[ewg] OPENSM cONFIGURATION
Hal Rosenstock
hal at dev.mellanox.co.il
Sat Apr 12 08:38:30 PDT 2014
On 4/12/2014 11:29 AM, Atul Yadav wrote:
> Hi,
>
> Yes, i am able to ping all the nodes connected with Infiniband switch
> For more details please go through the attachment.
OpenSM looks fine although it is very old (3.3.5). Is this SM host based
or embedded in one of your switches ?
I didn't see any output related to showing pings working but I'll take
your word for this. If pings work, I have no theory why this wouldn't work.
-- Hal
>
>
>
> Thanks
> Atul Yadav
>
>
> On Sat, Apr 12, 2014 at 7:28 PM, Hal Rosenstock <hal at dev.mellanox.co.il
> <mailto:hal at dev.mellanox.co.il>> wrote:
>
> On 4/12/2014 6:59 AM, Atul Yadav wrote:
> > HI,
> >
> > Thanks for replying
> > In this artectuire, when we are doing ibv_rc_pingpong between two
> nodes
> > connected with same switch we are getting result.
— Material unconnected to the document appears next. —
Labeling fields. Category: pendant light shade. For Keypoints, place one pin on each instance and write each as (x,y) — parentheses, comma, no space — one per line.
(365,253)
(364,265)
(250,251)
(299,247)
But when we use two
> > nodes with 2 switches we are getting error.
> >
> > Success:-
> > [root at oss1 ~]# ibv_rc_pingpong
> > local address: LID 0x001e, QPN 0x2c004a, PSN 0x554863, GID ::
> > remote address: LID 0x0022, QPN 0x20004a, PSN 0x7c9dc2, GID ::
> > 8192000 bytes in 0.01 seconds = 6992.74 Mbit/sec
> > 1000 iters in 0.01 seconds = 9.37 usec/iter
> > [root at oss1 ~]#
> >
> > [root at mds1 ~]# ibv_rc_pingpong 173.16.1.52
> > local address: LID 0x0022, QPN 0x20004a, PSN 0x7c9dc2, GID ::
> > remote address: LID 0x001e, QPN 0x2c004a, PSN 0x554863, GID ::
> > 8192000 bytes in 0.01 seconds = 7084.97 Mbit/sec
> > 1000 iters in 0.01 seconds = 9.25 usec/iter
> > [root at mds1 ~]#
> >
> >
> >
> >
> > Error
> > [root at nalanda mvapich2-1.9]# ibv_rc_pingpong
> > local address: LID 0x0001, QPN 0x56004e, PSN 0x704d51
> > remote address: LID 0x0022, QPN 0x1c004a, PSN 0x07a0b2
> >
> > [root at mds1 ~]# ibv_rc_pingpong 173.16.1.1
> > local address: LID 0x0022, QPN 0x1c004a, PSN 0x07a0b2, GID ::
> > client read: Success
> > Couldn't read remote address
> > [root at mds1 ~]#
>
> Looking at libibverbs/examples/rc_pingpong.c:
>
> static struct pingpong_dest *pp_client_exch_dest(const char
> *servername, int port,
> const struct
> pingpong_dest *my_dest)
> {
> ...
> gid_to_wire_gid(&my_dest->gid, gid);
> sprintf(msg, "%04x:%06x:%06x:%s", my_dest->lid, my_dest->qpn,
>
> my_dest->psn, gid);
> if (write(sockfd, msg, sizeof msg) != sizeof msg) {
> fprintf(stderr, "Couldn't send local address\n");
> goto out;
> }
>
>
> if (read(sockfd, msg, sizeof msg) != sizeof msg) {
> perror("client read");
> fprintf(stderr, "Couldn't read remote address\n");
> goto out;
> }
>
> This read is failing for some reason. This is some message exchange
> over some IP network (for example, IPoIB or ethernet).
>
> >
> > And how we test our ftree topology is working fine.
> >
> > Please go through the attachment.
>
> Looks like LIDs are assigned but can't tell about routing from info
> supplied but topology looks relatively simple (5 switches,
> homogenous 4x QDR links). Is the OpenSM log clean ? Any fat tree
> related messages. This is likely not SM issue.
>
> The next issues are end node related (probably with IPoIB
> configuration). Can you ping between the nodes which fail
> rc_pingpong ? If not,
>
> -- Hal
>
> >
> > Thank You
> > Atul Yadav
> >
> >
> > On Sat, Apr 12, 2014 at 12:14 AM, Hal Rosenstock
> <hal at dev.mellanox.co.il <mailto:hal at dev.mellanox.co.il>
> > <mailto:hal at dev.mellanox.co.il <mailto:hal at dev.mellanox.co.il>>>
> wrote:
> >
> > On 4/11/2014 2:21 PM, Atul Yadav wrote:
> > > Dear Team,
> > >
> > > We are trying to build Fat tree topology.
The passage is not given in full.